Adeno-associated viruses (AAVs) have become the go-to vehicle for delivering therapeutic gene cargo to target tissues for the recent wave of gene therapies that are in development in academic and biotechnology laboratories. However, natural AAVs do not specifically target diseased cells and tissues, and they can be recognized by the immune system in ways that limit therapeutic success. To improve AAVs, synthetic biologists have been taking a “directed evolution” approach in which they randomly mutate specific amino acid building blocks of the capsid proteins that form the shell of the virus and directly contact target cells. By evaluating which changes can route the virus to target tissues and successively layering mutations on top of each other in an arduous iterative process, they aim to improve desirable AAV traits.
Now scientists at Harvard’s Wyss Institute for Biologically Inspired Engineering and Harvard Medical School (HMS) report an approach to speed up the process of making such enhanced AAV capsids, and to develop even better viruses.
Taking a different, more systematic approach to the capsid protein-engineering problem, the team mutated one by one each of the 735 amino acids within the AAV2 capsid, the best-known member of the AAV family, including all possible codon substitutions, insertions and deletions at each position. They generated a virus library containing about 200,000 variants and identified capsid changes that both maintained AAV2’s viability and improved its “homing” potential (tropism) to specific organs in mice. Unexpectedly, the team also discovered a new accessory protein hidden within the capsid-encoding DNA sequence that binds to the membrane of target cells. Their findings are reported in Science.
The team led by Wyss Core Faculty member George Church, Ph.D., and his former postdoctoral fellow Eric Kelsic, Ph.D., deployed an advanced synthetic biology armamentarium including next-generation DNA-synthesis, barcoding, and DNA sequencing capabilities for constructing one of the most comprehensive AAV capsid libraries to date. “With the information generated by this library, we were also able to design capsids with more mutations than previous natural or synthetic variants, and furthermore with efficiencies of generating viable capsids that far exceed those of AAV created by random mutagenesis approaches” said Church, who is a Lead of the Wyss Institute’s Synthetic Biology platform, and also the Robert Winthrop Professor of Genetics at HMS and Professor of Health Sciences and Technology at Harvard University and the Massachusetts Institute of Technology (MIT).

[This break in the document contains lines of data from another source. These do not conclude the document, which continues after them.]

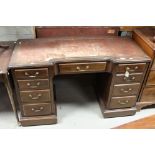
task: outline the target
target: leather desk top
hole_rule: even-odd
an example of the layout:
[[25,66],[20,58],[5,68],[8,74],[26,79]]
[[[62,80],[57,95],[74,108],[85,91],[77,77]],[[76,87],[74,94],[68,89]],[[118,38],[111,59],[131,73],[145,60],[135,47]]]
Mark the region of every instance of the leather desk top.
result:
[[58,37],[19,40],[9,67],[48,65],[55,62],[147,61],[150,58],[130,38]]
[[155,28],[145,27],[134,31],[155,51]]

“These high-throughput technologies paired with machine-guided design lay the foundation for engineering superior and highly tailored AAV variants for future gene therapies”, said co-first author Eric Kelsic, Ph.D., who is now CEO of Dyno Therapeutics. “Past approaches such as rational design or random mutagenesis each had their drawbacks, either being limited in the library size or being low in quality, respectively. Machine-guided design is a data-driven approach to protein engineering. Here we show that even a simple mathematical model, powered by enough data, can successfully generate viable synthetic capsids. This iterative and empirical approach to protein engineering enables us to get the best of both worlds and generate large numbers of high quality capsid variants.”
“Unexpectedly, the high-resolution data we generated enabled us to spot a new protein encoded by a different reading frame within the capsid’s DNA sequence—which had escaped notice despite decades of intense research on the virus,” said co-first author Pierce Ogden, Ph.D., a former graduate student and now postdoctoral fellow working with Church. “Membrane-associated accessory protein (MAAP), as we named it, exists in all of the most popular AAV serotypes and we believe that it plays a role in the virus’ natural life cycle. Studying how MAAP functions will be an exciting area for future research and could potentially lead to a better understanding of how to better produce and engineer AAV gene therapies.”
According to co-author Sam Sinai, Ph.D., a former graduate student of Church, now a Machine Learning Scientist at Dyno Therapeutics, “This reveals the promise of data-driven protein engineering, in particular for proteins like the AAV capsid that are difficult to model with current computational approaches. Our results are highly encouraging but also only a first step. Using this data and those from future experiments, we will be building machine learning models to optimize capsids and address a wide variety of gene therapy challenges.”
Kelsic, Sinai and Church are co-founders of Dyno Therapeutics Inc., and all hold equity in the company.
“This study is a landmark in the Wyss Institute’s Synthetic Biology platform’s effort to advance AAV technology to the next level. This work is also a great example of how we are beginning to integrate machine learning and artificial intelligence approaches into our therapeutics pipeline,” said Wyss Institute Founding Director Donald Ingber, M.D., Ph.D., who is also the Judah Folkman Professor of Vascular Biology at HMS, the Vascular Biology Program at Boston Children’s Hospital, and Professor of Bioengineering at Harvard’s John A. Paulson School of Engineering and Applied Sciences (SEAS).